A couple of cups of tea a day may keep the orthopedic surgeons away. That's because studies have found that tea contains a powerful group of nutrients that can stimulate bone formation and help slow its breakdown, protecting against osteoporosis, also known as brittle bones. Black and green tea have been shown to be beneficial. In one study published in the Journal of Agriculture and Food Chemistry, scientists exposed bone-forming cells called osteoblasts in a laboratory culture to three key chemicals found in green tea and found that one, the catechin EGC or epigallocatechin triggered new bone grow by up to 79%. In the Mediterranean Osteoporosis Study, black tea was identified as being protective for the risk of hip fractures of men.
"Drinking tea every day increases your chances of ingesting a high number of heavy metals when accumulated over time," says nutritionist Brandon Nicholas.
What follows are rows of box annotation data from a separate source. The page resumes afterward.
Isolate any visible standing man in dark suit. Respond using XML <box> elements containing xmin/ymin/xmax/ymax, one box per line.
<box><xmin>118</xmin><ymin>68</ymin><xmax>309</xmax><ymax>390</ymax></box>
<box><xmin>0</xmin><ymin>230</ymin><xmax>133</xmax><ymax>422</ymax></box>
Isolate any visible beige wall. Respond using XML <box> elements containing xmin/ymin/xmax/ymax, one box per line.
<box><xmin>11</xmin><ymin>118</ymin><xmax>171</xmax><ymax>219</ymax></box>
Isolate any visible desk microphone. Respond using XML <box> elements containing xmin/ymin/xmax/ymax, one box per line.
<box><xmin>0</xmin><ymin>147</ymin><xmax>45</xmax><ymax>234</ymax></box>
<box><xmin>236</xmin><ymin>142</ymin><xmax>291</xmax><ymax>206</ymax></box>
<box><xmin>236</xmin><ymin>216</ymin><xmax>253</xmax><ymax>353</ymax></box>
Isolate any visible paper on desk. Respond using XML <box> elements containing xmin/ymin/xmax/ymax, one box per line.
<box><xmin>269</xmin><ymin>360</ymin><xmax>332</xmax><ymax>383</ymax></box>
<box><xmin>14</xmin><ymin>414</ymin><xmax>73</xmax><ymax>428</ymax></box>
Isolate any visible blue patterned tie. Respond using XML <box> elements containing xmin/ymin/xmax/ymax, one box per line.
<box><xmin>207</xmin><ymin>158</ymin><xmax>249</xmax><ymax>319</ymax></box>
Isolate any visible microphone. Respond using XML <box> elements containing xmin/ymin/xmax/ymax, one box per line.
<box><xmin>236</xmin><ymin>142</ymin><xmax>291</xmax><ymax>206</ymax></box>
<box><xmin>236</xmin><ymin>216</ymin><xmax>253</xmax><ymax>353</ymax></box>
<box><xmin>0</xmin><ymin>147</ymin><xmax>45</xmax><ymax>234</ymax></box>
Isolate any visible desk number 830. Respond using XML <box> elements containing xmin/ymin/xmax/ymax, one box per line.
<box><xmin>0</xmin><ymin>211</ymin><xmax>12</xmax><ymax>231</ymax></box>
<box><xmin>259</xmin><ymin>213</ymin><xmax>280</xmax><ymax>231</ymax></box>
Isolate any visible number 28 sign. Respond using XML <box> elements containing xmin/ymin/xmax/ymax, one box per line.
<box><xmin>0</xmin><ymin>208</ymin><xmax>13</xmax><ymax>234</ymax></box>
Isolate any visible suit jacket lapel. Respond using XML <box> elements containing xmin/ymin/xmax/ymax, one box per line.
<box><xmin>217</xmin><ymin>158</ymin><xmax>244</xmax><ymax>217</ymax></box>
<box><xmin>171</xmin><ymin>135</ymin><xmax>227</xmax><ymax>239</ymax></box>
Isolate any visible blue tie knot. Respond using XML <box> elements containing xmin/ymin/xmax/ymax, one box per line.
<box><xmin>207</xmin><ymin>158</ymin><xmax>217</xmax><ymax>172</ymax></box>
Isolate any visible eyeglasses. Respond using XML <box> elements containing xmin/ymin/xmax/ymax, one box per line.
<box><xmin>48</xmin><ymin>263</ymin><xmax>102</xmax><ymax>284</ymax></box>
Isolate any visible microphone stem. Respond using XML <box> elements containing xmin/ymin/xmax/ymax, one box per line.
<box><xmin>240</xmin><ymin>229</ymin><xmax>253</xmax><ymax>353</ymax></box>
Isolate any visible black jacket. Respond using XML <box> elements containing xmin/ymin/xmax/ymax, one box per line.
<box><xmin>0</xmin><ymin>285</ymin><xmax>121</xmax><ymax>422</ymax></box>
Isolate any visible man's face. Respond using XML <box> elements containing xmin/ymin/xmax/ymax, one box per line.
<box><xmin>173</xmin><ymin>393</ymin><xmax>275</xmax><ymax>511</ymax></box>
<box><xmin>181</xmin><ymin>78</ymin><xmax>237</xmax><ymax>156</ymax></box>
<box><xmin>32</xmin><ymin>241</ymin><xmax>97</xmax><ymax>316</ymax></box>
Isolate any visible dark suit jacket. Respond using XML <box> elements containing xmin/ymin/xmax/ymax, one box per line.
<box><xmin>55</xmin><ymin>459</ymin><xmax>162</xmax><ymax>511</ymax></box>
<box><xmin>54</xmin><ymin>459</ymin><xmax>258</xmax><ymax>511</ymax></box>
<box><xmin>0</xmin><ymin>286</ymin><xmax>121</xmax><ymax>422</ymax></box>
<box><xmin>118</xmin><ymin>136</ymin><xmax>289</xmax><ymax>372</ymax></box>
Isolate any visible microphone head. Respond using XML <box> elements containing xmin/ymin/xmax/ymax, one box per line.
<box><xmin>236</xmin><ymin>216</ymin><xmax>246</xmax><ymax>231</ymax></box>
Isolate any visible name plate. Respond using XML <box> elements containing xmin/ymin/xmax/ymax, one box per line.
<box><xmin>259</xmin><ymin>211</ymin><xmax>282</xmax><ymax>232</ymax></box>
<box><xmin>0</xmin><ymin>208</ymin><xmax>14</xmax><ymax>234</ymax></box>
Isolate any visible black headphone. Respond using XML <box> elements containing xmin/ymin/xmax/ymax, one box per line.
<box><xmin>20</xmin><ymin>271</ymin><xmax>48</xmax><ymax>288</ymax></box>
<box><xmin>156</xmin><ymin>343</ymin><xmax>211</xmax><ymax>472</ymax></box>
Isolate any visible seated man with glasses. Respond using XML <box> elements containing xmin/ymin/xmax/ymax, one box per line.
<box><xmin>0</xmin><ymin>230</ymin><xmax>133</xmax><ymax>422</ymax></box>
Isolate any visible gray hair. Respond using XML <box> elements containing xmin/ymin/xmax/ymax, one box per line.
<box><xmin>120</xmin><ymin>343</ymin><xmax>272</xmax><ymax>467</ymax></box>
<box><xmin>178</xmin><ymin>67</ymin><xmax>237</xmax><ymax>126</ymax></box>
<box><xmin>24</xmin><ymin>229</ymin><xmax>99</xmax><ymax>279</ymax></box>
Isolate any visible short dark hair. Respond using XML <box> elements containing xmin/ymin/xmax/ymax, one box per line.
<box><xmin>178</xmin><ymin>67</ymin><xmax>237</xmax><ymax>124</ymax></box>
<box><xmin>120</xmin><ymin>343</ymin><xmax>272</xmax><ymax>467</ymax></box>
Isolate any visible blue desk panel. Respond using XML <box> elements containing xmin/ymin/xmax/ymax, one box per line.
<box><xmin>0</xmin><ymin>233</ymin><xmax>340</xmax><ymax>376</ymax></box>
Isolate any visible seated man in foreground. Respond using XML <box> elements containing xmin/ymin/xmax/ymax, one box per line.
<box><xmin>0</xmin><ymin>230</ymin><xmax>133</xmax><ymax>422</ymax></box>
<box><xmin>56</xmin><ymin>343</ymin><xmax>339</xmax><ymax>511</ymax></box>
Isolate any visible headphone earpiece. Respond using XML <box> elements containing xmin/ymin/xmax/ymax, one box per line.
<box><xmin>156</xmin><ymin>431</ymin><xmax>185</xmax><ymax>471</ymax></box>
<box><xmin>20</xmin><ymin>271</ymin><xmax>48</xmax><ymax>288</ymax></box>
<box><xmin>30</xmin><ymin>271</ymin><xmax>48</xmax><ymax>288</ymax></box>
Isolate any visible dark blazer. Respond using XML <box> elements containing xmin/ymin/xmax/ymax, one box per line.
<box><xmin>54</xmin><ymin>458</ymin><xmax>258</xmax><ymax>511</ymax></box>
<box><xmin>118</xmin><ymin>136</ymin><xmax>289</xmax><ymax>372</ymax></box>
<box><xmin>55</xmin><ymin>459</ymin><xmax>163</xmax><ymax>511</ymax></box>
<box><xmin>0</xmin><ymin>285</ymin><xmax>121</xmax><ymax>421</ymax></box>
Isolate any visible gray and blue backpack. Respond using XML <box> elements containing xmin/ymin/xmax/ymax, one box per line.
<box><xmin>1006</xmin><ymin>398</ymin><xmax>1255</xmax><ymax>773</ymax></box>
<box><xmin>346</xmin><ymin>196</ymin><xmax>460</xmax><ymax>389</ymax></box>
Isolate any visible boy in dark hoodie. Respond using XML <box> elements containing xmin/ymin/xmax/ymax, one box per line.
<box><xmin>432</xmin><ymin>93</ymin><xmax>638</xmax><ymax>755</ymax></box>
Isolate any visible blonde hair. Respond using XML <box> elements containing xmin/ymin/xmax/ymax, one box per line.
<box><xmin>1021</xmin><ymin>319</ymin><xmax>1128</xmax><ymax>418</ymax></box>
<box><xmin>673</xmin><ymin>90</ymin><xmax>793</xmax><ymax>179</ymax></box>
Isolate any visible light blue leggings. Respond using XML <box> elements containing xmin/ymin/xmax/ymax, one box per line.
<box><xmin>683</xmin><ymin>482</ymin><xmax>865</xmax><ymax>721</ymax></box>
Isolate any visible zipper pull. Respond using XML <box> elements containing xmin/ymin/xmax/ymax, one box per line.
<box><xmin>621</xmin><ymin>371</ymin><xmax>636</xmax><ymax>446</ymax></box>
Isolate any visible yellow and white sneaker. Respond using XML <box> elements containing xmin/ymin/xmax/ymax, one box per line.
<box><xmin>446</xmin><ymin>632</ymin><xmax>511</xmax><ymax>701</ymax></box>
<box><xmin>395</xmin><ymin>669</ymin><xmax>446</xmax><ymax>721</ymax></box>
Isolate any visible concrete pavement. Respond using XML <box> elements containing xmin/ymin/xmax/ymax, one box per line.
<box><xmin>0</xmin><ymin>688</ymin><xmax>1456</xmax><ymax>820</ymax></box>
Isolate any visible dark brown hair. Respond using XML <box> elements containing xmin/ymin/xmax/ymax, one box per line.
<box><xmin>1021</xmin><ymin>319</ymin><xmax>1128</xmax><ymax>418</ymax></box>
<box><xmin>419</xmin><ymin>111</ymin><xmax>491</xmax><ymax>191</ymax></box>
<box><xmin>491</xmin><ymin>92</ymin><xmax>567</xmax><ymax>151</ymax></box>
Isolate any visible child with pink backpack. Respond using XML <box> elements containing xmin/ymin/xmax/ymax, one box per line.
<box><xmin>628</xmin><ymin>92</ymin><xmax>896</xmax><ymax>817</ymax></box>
A number of studies have shown that brewed teas, especially herbal teas, may contain unsafe levels of heavy metals. Lead, arsenic, cadmium, and mercury have been found in brewed black tea originating in China from sold and air contaminants that may be directly related to the use of coal-fired power plants, according to researchers reporting in the Journal of Toxicity.
Tea contains caffeine, a well-known diuretic, which means the more caffeinated tea you drink the more you're likely to hit the rest room. But even though you'll be going more often, research suggest that you needn't worry about getting dehydrated unless you're a heavy caffeine consumer (think five or more cups a day).
A number of epidemiological studies have demonstrated that black and green tea contain natural compounds, such as polyphenols and the catechin EGCG in green tea that may provide a protective effect against certain cancers. Drinking several cups of tea daily, the studies suggest, may reduce the risk of breast cancer, prostate cancer, lung cancer, and colorectal and pancreatic cancers.
In simple words it is a holy remedy.